Brazil offers a concrete example of this impact. There, Open Finance data already accounts for nearly 20% of the weight in credit risk assessments. Thanks to this, institutions can now offer credit lines up to 30% larger.
The API Economy: the invisible infrastructure that connects everything
Behind any open model lies a less visible—but essential—layer: APIs.
Application Programming Interfaces act as bridges. They allow financial, marketing, and data platforms to communicate with one another in a secure, standardized, and scalable way.
That’s why the API economy has become more than a technical trend. It represents a new economic infrastructure. In practice, it turns interoperability into a competitive advantage, reduces integration costs, and enables continuous innovation cycles. Moreover, it accelerates the creation of new services and, in many cases, reshapes entire industries.
Initiatives like Open Gateway—driven by the world’s leading telecommunications companies—illustrate how far this approach can go. From fraud prevention to user authentication, the real value lies not just in the data itself, but in how it is shared, connected, and activated.
When finance and marketing start speaking the same language
This structural shift is not limited to finance.

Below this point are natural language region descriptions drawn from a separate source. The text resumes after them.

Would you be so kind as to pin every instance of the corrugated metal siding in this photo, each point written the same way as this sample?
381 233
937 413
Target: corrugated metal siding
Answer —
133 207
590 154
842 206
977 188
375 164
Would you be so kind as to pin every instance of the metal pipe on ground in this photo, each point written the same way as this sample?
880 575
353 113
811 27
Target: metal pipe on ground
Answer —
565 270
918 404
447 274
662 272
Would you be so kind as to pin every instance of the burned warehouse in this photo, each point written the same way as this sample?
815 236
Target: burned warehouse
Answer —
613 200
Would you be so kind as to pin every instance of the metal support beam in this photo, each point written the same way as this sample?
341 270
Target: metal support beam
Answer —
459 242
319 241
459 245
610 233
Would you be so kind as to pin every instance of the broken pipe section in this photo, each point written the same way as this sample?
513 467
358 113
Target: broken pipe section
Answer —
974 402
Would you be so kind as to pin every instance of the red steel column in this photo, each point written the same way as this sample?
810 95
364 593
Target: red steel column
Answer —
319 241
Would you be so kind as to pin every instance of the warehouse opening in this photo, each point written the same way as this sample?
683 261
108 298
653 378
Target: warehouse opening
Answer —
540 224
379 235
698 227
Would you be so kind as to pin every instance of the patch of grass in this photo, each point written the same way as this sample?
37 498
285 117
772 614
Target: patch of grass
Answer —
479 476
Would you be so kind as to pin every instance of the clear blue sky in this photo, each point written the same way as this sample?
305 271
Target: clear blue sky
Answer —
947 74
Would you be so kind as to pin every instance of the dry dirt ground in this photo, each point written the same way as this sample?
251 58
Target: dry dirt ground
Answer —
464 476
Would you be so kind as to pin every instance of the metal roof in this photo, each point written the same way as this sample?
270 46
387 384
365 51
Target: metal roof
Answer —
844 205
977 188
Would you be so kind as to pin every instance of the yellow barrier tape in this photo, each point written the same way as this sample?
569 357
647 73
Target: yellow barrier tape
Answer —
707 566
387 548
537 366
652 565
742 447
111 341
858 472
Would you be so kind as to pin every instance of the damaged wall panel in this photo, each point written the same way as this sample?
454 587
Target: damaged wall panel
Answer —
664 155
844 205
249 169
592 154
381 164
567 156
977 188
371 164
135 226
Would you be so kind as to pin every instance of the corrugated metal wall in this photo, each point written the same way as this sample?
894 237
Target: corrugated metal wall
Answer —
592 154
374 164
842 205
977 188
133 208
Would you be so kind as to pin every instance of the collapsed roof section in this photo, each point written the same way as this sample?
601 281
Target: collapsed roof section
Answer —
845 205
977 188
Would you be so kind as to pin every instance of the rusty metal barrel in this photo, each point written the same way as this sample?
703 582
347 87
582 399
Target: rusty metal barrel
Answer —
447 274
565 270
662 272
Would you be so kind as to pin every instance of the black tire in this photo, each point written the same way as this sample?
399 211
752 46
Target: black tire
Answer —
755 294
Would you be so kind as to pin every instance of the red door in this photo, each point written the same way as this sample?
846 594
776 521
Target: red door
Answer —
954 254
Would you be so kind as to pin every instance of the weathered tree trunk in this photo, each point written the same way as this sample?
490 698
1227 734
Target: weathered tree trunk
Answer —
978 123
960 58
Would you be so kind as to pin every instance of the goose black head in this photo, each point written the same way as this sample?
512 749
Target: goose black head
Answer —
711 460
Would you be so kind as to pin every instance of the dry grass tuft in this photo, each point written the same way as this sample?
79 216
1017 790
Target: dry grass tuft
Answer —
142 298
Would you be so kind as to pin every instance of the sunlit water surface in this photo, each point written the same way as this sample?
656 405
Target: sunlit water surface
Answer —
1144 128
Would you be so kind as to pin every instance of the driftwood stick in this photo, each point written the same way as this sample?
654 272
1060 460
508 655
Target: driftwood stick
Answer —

A very similar transformation is taking place in marketing and technology.
Within the martech ecosystem, more and more companies are working to unify and activate data through open, secure integrations. The goal is clear: better understand users, personalize experiences, and optimize resources.
In both worlds—finance and marketing—the logic is the same.
Data interoperability, enabled by APIs, becomes the foundation for better decisions.
Ultimately, this is not just about technology.
It’s about turning fragmented data into smarter—and more human—decisions.
Open Growth: applying openness to growth
At Minders, we believe the same logic that powers Open Finance can be applied to brand growth.
We call this approach Open Growth. It’s a model where data flows across teams, decisions are made in real time, and technology shifts from being a barrier to becoming a bridge.
Just as Open Finance expands access to credit and improves competition, Open Growth enables more agile, measurable, and effective marketing strategies to scale.
In both cases, the foundation is the same: open infrastructure, strong integrations, and a genuinely user-centered mindset.
Designing infrastructure for growth
At Minders, this is exactly where we operate.
We help companies turn data into decisions, decisions into action, and action into growth.
From strategy through implementation, we partner with teams to build open and efficient systems—designed not only to compete today, but also to learn and evolve over time.